– Мира, если ты думаешь, что мне не пофиг на мнение отца, – Матвей, чуть подуспокоившись, продолжает говорить уже более размеренным тоном, – то ты глубоко заблуждаешься. От родительской сиськи я еще в шестнадцать лет отпал, и первые свои бабки заработал тогда же, в порту, сисадмином.
Молчу, рассматривая его серьезное, такое притягательное лицо. Чуть сдвинутые к переносице прямые брови, искрящиеся вниманием глаза, твердый изгиб губ. Он небритый, опять. И мои щеки и шея это сегодня очень хорошо прочувствовали.
Матвей держит меня за руку, перебирает грубоватыми подушечками пальцы, неожиданно аккуратно поглаживая, словно что-то хрупкое, невероятно ценное.
Каждое его движение – суть внимание и любовь.

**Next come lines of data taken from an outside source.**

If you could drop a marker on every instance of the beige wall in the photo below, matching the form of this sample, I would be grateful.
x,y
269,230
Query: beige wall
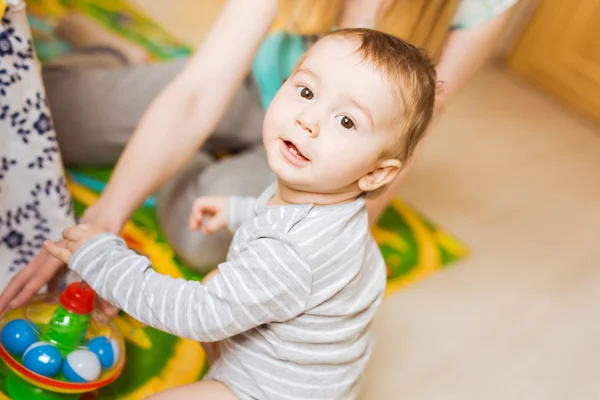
x,y
520,16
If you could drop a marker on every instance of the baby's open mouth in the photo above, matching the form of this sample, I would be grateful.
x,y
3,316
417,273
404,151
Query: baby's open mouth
x,y
294,151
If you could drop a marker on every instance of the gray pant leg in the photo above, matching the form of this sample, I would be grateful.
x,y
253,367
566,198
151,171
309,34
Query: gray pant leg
x,y
96,109
97,102
245,174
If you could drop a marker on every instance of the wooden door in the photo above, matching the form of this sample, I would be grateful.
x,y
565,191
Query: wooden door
x,y
560,50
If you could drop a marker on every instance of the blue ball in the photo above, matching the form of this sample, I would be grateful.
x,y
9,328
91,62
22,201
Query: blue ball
x,y
107,351
81,366
17,336
43,358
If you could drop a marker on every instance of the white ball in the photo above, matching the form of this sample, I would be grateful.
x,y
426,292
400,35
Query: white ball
x,y
81,366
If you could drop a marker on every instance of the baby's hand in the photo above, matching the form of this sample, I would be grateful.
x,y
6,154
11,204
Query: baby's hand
x,y
215,208
75,237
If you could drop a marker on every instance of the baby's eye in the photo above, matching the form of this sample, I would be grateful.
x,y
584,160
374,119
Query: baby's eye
x,y
345,121
305,92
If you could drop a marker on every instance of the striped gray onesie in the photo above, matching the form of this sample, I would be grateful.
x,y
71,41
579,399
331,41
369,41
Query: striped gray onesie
x,y
291,306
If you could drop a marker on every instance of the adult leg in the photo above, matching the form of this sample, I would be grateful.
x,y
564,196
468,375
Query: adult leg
x,y
244,174
212,390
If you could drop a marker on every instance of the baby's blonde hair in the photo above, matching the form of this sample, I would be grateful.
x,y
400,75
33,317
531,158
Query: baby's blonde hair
x,y
423,23
412,79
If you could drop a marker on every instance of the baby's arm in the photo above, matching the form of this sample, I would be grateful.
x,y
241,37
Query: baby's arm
x,y
241,209
268,281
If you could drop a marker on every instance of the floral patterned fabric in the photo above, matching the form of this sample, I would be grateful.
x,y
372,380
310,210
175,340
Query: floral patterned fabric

Как я раньше не замечала? Он же с самого начала таким был…
А я…
Я настолько привыкла к обычным, самым проходным мужчинам в своей жизни, к тому, что они меня используют, так же, как и я их, естественно.

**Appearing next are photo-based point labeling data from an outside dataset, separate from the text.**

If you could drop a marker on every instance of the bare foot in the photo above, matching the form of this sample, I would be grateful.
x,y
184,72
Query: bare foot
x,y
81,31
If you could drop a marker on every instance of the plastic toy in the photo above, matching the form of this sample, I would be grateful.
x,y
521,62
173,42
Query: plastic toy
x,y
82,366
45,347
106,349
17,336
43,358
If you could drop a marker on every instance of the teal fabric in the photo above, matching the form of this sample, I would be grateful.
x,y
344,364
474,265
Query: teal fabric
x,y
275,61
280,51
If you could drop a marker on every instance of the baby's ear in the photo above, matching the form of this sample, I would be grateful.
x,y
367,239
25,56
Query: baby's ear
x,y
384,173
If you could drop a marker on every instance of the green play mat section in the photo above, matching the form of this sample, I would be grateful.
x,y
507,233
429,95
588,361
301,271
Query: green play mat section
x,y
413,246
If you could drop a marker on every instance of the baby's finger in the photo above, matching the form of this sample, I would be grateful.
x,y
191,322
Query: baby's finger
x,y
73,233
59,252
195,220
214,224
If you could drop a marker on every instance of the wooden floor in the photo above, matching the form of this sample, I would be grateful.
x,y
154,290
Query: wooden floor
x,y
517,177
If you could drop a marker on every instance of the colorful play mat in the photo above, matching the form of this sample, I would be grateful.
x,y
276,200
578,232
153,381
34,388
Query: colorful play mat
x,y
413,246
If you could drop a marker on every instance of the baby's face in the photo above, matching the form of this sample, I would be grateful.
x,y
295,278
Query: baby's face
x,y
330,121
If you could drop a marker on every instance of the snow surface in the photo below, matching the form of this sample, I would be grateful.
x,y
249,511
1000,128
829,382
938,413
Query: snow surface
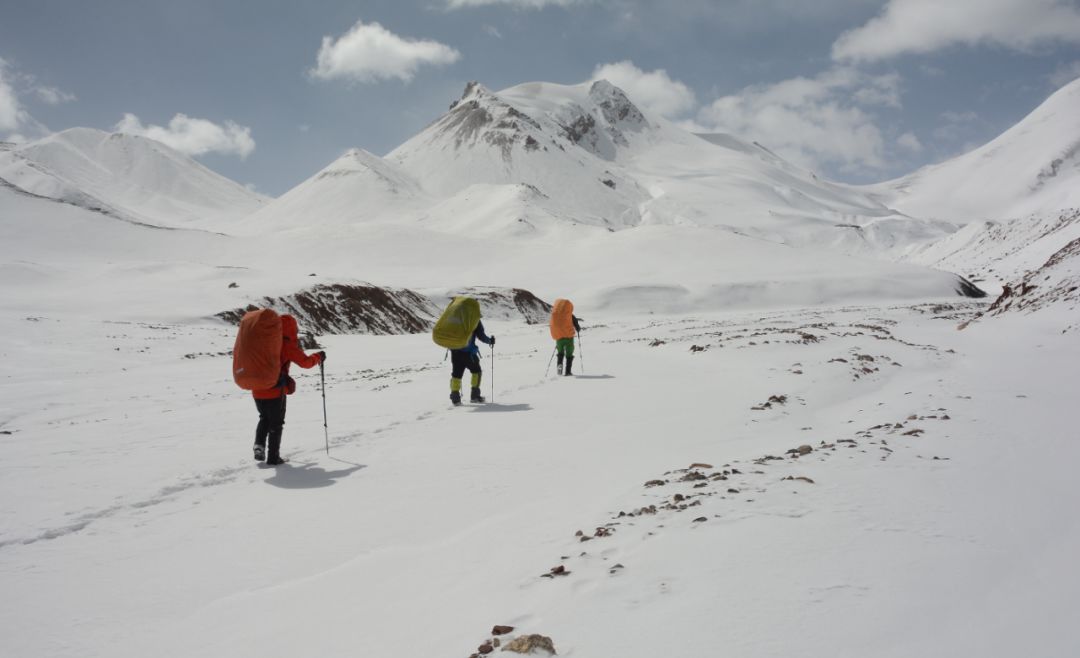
x,y
1031,168
130,176
138,524
737,309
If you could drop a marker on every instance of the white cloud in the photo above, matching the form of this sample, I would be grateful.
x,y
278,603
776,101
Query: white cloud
x,y
811,121
193,136
513,3
925,26
368,53
909,142
1065,74
9,102
655,91
51,95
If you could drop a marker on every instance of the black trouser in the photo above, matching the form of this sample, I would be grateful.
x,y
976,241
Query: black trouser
x,y
271,425
461,360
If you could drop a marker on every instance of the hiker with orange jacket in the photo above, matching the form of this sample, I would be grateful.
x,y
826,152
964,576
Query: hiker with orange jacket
x,y
271,401
564,326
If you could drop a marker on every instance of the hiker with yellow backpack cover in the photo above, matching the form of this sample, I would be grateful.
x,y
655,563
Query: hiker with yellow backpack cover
x,y
458,330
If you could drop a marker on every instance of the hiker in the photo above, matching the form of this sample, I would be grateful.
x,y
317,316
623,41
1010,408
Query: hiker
x,y
564,326
457,330
271,401
468,358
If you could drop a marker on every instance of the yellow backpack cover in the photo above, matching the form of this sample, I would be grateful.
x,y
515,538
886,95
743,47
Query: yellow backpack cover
x,y
457,323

И потому долго, очень долго не замечала все эти крохотные, но такие отчетливые сигналы того, что рядом со мной человек непростой. Для меня непростой.
Что он относится ко мне по-другому. И я к нему тоже по-другому отношусь. Надо же, мне тридцать восемь, а в каких-то реакциях своих я засторопилась на двадцати годах, когда получила первый, самый болючий урок-прививку от доверия и любви.

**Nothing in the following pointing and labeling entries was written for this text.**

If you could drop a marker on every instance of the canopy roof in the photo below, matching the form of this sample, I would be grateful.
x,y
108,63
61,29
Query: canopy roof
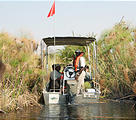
x,y
81,41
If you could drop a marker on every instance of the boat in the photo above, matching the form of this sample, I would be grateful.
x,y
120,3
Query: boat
x,y
60,96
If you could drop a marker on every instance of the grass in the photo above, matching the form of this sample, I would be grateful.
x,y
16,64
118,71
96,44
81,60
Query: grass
x,y
21,83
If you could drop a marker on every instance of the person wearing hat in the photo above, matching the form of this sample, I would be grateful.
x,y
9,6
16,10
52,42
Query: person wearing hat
x,y
55,77
79,65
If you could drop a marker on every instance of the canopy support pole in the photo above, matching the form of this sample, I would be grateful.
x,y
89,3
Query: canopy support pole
x,y
89,60
42,61
46,54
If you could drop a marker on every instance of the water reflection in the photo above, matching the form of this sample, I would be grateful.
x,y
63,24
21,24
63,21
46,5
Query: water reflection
x,y
94,111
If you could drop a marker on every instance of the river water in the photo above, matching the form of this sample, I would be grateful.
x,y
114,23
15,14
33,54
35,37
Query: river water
x,y
93,111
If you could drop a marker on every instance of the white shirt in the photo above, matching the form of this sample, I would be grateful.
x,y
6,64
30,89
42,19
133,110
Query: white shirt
x,y
82,62
55,74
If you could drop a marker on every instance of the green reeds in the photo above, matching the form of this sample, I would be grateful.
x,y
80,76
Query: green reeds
x,y
21,84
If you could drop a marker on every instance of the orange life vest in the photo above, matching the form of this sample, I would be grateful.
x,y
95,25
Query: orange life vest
x,y
76,62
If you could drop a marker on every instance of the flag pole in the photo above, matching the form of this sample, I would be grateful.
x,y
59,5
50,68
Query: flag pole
x,y
54,52
51,13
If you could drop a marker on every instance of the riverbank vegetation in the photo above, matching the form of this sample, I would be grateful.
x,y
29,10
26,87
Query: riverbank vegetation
x,y
116,60
21,83
21,71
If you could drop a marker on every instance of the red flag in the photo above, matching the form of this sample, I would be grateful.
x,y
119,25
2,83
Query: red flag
x,y
52,10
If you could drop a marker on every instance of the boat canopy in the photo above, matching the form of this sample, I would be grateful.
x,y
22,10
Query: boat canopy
x,y
81,41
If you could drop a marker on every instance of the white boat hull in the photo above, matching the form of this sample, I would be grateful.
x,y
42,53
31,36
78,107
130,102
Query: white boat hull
x,y
54,98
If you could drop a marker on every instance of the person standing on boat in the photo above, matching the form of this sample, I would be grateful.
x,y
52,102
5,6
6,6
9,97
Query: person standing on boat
x,y
79,65
55,75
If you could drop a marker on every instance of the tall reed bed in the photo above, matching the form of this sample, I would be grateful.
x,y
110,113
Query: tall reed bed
x,y
117,61
21,83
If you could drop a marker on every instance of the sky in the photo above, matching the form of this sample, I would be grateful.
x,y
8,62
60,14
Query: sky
x,y
78,16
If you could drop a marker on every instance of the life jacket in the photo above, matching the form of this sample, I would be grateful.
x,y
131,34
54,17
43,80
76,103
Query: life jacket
x,y
76,62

– Мой отец… – Матвей делает небольшую паузу, вздыхает, словно подыскивая слова, а затем продолжает, – ты уже поняла, что он непростой. И он всегда был тем еще жесткачом. По отношению ко мне – особенно. Чтоб ты понимала, мы богаты были всегда. Еще прадед был нехилым партийным деятелем, много чего сделал для города. Его сюда по распределению когда-то из Мурманска направили, он тут и остался. Ну, и для семьи тоже много чего сделал. Понятно, что связи с тех пор перекрестные, и, по сути, на всех серьезных местах по-прежнему сидят люди, которые друг друга или с детства знают, или их родители общались, ну, и так далее… Новая элита, мать ее. Так вот, я в это понятие никогда не попадал. Мой прадед воспитывал деда по коммунистическим законам. Жестко. То есть, всего добиваешься ты сам, без помощи семьи. Воспитываешь в себе личность, и так далее. Потом, если будет интересно, почитаешь его мемуары, они уже кучу переизданий пережили. Дед так же воспитывал отца. И отец – меня. Так что я, Мира, нихрена не мажор. И все, что у меня есть, только мое. Та квартира, где ты была, машина эта, доля в бизнесе… Отец к этому отношения не имеет. И сделать мне ничего не сможет, перекрыть кислород не получится. Мой партнер, Леванский, сейчас по уровню влияния в городе на одной планке с отцом, и войну никто не будет провоцировать. Так что, на этот счет можешь быть спокойна. Я тебя сюда привез, просто отдавая дань традициям. С отцом ссориться не хочу, но, если он хотя бы попробует что-то сказать против моего выбора, то…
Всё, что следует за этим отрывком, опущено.